她明明隱藏的很好,前麵兩局的牌她一點兒手腳也沒動,就是怕眼尖的人看出破綻,但現在,徐又聞居然全知道了。
“吳小姐可以換牌對不對。”
吳彤手心冒汗:“你在說什麼,我聽不懂。”
徐又聞笑笑,他壓低聲音:“下一局,請吳小姐操控牌讓除了我和雲芙之外的人下火車,我們需要探路的人。”
吳彤深吸一口氣站起了身,她去找了喬嘉勳。
她得驗證一下徐又聞說的話是不是真的。
“喬先生,雲小姐把你的線索告訴我了。”
吳彤開門見山,直接詐喬嘉勳。
喬嘉勳是個沉不住氣的,眼睛瞪得老大:“啥玩意兒?!她答應保密的,轉頭就公開了?”
吳彤這下真的信了徐又聞的話。
隻剩最後一分鐘,火車就要啟動了。
徐又聞體內的蟲子一直在亂竄,搞的他血氣浮躁,可就在那麼一刹那,蟲子安靜了下來,仿佛徐又聞之前經曆的一切都沒發生過一樣。
“借過一下。”
一個帽簷壓得很低的西裝男人摟著一個漂亮女人路過。
徐又聞擋了他們的去處。
“不好意思。
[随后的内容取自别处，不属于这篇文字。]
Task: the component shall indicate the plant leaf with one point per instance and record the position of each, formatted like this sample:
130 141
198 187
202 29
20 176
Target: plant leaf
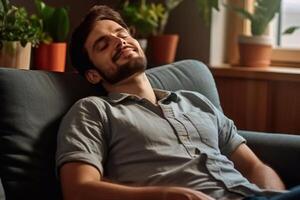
291 30
60 24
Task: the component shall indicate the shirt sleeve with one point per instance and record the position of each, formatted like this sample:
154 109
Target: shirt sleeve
229 139
81 136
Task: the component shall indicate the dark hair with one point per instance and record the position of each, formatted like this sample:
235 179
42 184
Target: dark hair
79 56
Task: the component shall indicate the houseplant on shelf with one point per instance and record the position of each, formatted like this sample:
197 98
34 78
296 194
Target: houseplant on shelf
18 32
150 19
255 50
51 53
142 19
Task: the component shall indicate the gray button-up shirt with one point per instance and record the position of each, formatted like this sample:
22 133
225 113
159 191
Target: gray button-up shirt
182 141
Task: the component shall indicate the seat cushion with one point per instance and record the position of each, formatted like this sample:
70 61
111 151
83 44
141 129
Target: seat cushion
32 105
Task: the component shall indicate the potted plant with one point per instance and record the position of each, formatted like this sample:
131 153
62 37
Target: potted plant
51 53
142 19
150 19
291 30
18 32
255 50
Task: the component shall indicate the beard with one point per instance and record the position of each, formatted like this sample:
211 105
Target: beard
133 66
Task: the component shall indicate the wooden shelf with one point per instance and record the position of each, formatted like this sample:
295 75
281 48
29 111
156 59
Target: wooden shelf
266 73
260 99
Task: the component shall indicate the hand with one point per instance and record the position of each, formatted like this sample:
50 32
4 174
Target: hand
179 193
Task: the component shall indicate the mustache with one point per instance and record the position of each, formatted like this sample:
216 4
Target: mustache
118 53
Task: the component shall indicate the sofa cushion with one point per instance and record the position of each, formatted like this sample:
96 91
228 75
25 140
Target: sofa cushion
32 104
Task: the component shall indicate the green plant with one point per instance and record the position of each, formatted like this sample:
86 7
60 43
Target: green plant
56 22
291 30
17 25
206 7
152 18
264 12
143 18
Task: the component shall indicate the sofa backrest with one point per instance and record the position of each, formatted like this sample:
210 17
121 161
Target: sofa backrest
32 104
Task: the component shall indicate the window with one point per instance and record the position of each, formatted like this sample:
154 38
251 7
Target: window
287 47
286 51
289 16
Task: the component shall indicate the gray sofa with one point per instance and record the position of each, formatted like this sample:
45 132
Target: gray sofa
32 104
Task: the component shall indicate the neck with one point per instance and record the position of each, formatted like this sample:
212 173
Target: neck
138 85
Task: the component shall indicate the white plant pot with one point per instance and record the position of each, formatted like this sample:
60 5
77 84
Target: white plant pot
13 55
255 51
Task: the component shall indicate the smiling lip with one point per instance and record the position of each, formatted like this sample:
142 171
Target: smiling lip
119 52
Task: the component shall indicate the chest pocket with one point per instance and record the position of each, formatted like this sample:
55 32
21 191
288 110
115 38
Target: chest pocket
206 127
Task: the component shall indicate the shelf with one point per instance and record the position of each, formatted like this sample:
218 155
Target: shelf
257 73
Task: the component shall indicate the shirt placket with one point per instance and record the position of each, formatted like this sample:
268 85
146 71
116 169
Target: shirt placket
182 130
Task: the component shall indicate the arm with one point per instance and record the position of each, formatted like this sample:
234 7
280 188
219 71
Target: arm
83 181
254 169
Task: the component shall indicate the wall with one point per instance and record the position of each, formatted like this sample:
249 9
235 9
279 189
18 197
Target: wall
184 20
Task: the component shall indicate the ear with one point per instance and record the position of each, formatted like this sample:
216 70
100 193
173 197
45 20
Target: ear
93 76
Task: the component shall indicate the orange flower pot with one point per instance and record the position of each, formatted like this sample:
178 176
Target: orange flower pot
51 57
163 48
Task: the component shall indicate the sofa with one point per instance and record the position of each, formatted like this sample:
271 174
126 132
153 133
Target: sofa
33 102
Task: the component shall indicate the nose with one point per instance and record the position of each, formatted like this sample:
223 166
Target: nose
118 42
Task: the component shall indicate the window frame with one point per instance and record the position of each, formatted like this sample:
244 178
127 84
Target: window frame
283 57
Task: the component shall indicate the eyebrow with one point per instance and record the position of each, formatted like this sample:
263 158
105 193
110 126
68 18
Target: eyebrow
101 38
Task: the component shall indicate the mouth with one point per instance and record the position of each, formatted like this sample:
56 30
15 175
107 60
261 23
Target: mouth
120 52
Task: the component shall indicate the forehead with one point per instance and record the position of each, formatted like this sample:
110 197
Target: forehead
101 28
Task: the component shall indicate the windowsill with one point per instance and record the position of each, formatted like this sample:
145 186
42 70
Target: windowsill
258 73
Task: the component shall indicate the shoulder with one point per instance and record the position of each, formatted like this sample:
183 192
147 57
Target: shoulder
91 102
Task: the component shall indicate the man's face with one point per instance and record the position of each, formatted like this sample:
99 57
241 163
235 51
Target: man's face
116 55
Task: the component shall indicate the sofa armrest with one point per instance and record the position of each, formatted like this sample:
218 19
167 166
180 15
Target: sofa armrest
280 151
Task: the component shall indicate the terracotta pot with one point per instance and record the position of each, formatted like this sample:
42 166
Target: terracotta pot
163 48
13 55
255 51
51 57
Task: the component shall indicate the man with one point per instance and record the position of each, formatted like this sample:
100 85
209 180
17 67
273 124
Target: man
141 143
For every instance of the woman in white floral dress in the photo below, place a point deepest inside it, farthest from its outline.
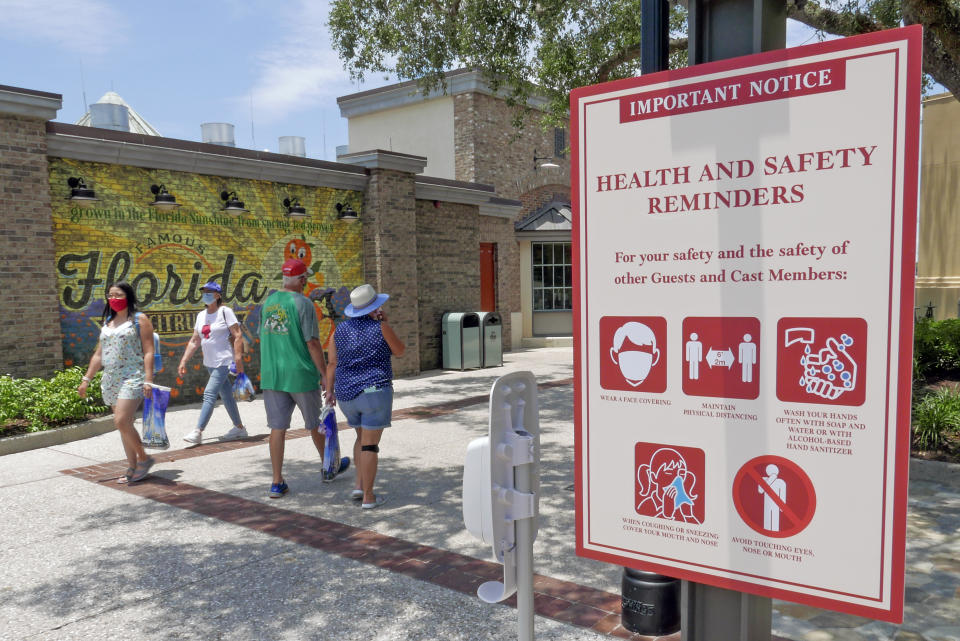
(127, 359)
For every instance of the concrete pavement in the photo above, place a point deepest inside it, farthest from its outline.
(200, 552)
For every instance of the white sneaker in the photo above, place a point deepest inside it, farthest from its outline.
(234, 434)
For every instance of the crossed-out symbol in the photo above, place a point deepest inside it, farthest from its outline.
(752, 493)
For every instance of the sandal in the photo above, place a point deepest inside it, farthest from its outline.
(143, 468)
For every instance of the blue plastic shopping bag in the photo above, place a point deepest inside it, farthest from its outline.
(243, 388)
(331, 449)
(154, 418)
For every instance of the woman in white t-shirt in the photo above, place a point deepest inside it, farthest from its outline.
(218, 333)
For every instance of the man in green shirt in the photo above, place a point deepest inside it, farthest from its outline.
(292, 367)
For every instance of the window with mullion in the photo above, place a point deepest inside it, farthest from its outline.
(552, 277)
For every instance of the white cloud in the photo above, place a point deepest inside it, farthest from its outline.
(302, 72)
(78, 26)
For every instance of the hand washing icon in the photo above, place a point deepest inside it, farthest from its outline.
(829, 371)
(822, 360)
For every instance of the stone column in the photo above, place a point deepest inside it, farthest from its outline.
(30, 342)
(389, 220)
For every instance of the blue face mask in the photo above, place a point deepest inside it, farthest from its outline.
(682, 496)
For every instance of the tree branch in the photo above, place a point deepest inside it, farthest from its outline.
(835, 22)
(633, 53)
(939, 18)
(936, 61)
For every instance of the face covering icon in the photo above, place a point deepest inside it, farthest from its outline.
(635, 351)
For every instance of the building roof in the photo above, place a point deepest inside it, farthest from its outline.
(554, 216)
(138, 124)
(407, 93)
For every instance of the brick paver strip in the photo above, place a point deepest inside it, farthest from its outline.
(554, 599)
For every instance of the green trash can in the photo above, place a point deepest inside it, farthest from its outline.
(491, 328)
(461, 340)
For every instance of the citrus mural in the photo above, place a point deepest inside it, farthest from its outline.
(168, 255)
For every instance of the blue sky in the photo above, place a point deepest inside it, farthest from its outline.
(183, 63)
(179, 63)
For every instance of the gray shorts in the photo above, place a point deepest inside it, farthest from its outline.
(280, 406)
(370, 410)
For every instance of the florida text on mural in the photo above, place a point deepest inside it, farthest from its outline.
(150, 286)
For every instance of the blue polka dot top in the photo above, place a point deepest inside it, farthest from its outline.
(363, 357)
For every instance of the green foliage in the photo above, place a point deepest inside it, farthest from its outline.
(936, 349)
(549, 47)
(936, 415)
(47, 403)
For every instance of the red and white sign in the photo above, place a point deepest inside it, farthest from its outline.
(744, 241)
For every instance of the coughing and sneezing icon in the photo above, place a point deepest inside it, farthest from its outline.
(829, 371)
(667, 483)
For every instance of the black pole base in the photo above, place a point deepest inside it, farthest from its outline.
(650, 603)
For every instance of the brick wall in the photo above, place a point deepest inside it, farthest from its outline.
(30, 341)
(448, 269)
(540, 196)
(489, 150)
(390, 257)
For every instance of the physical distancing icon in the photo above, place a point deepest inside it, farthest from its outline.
(721, 356)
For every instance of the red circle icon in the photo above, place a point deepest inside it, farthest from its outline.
(774, 496)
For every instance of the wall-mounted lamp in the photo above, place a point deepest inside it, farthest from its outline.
(546, 165)
(294, 208)
(231, 204)
(80, 194)
(163, 200)
(346, 213)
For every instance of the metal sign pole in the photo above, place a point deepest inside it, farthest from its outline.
(522, 474)
(719, 30)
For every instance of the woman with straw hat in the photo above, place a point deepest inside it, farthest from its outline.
(360, 378)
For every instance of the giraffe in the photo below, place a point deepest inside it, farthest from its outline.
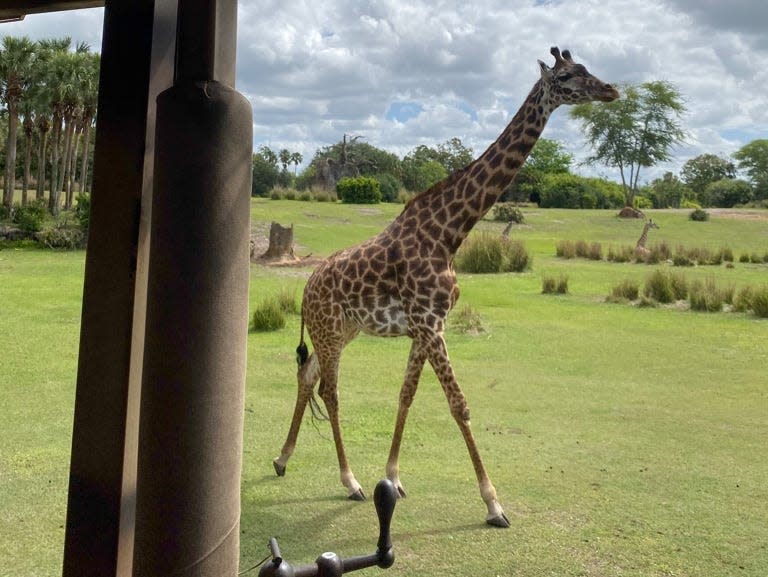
(640, 251)
(402, 281)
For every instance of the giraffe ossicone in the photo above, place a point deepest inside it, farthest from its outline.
(402, 282)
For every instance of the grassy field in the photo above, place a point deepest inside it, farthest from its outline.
(622, 441)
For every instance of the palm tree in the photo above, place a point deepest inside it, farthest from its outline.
(43, 103)
(90, 93)
(16, 61)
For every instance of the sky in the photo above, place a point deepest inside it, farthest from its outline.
(401, 73)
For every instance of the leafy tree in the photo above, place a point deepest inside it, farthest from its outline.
(636, 131)
(547, 157)
(420, 175)
(698, 173)
(265, 171)
(17, 58)
(668, 191)
(753, 158)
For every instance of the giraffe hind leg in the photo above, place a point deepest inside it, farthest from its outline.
(307, 375)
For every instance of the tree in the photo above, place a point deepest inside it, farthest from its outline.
(633, 132)
(701, 171)
(265, 172)
(16, 62)
(667, 191)
(753, 158)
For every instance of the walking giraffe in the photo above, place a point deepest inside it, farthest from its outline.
(640, 251)
(402, 282)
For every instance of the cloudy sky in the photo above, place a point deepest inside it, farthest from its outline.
(401, 73)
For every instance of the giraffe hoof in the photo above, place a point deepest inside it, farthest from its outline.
(499, 521)
(357, 495)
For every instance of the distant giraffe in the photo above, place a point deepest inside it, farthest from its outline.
(402, 282)
(640, 251)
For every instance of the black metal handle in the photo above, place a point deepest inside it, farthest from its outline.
(330, 564)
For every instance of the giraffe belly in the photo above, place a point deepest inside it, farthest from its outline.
(387, 319)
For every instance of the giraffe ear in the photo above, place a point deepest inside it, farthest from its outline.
(546, 71)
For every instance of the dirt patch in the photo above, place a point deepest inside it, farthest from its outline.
(260, 244)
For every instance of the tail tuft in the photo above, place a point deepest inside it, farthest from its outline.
(302, 353)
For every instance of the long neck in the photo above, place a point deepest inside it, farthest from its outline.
(643, 237)
(451, 208)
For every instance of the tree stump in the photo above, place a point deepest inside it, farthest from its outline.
(280, 242)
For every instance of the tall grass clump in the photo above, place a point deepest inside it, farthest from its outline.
(707, 296)
(489, 253)
(552, 285)
(466, 320)
(626, 290)
(759, 302)
(270, 314)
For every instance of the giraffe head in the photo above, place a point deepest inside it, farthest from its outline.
(571, 83)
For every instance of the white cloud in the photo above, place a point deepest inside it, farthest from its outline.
(314, 71)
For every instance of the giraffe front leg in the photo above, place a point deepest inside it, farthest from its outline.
(438, 358)
(416, 361)
(331, 399)
(307, 376)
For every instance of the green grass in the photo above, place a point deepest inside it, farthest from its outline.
(622, 441)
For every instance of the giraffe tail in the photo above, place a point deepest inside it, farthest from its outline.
(302, 353)
(302, 356)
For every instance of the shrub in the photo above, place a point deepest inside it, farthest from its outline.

”
他讓開路。
也是在男人經過他身邊時,徐又聞莫名多看了一眼,他心底詭異的騰起一種依戀感。
“找到線索了。”
雲芙千找萬找在主駕的座椅下,翻出半張照片來。
照片的一大半被燒沒了,隻留下半張模糊的男人的臉。
而在她找到線索的一刻,周圍的鬼臉不見了,李正豪苦苦支撐的車頂出現一個向上的通道。
“他怎麼辦?”
李正豪甩著麻木的手臂,用下巴指了指暈過去的臟辮男。
“你背。”
雲芙說。
李正豪不乾:“憑什……”
“難不成是我?”雲芙看他。
李正豪一噎,掃了眼鬱燼。
鬱燼雙手抱胸:“彆打我的主意,我整個人都是我老婆的,不可能和其他人親密接觸。”
“……”
李正豪認命,“我背,我背行了吧!”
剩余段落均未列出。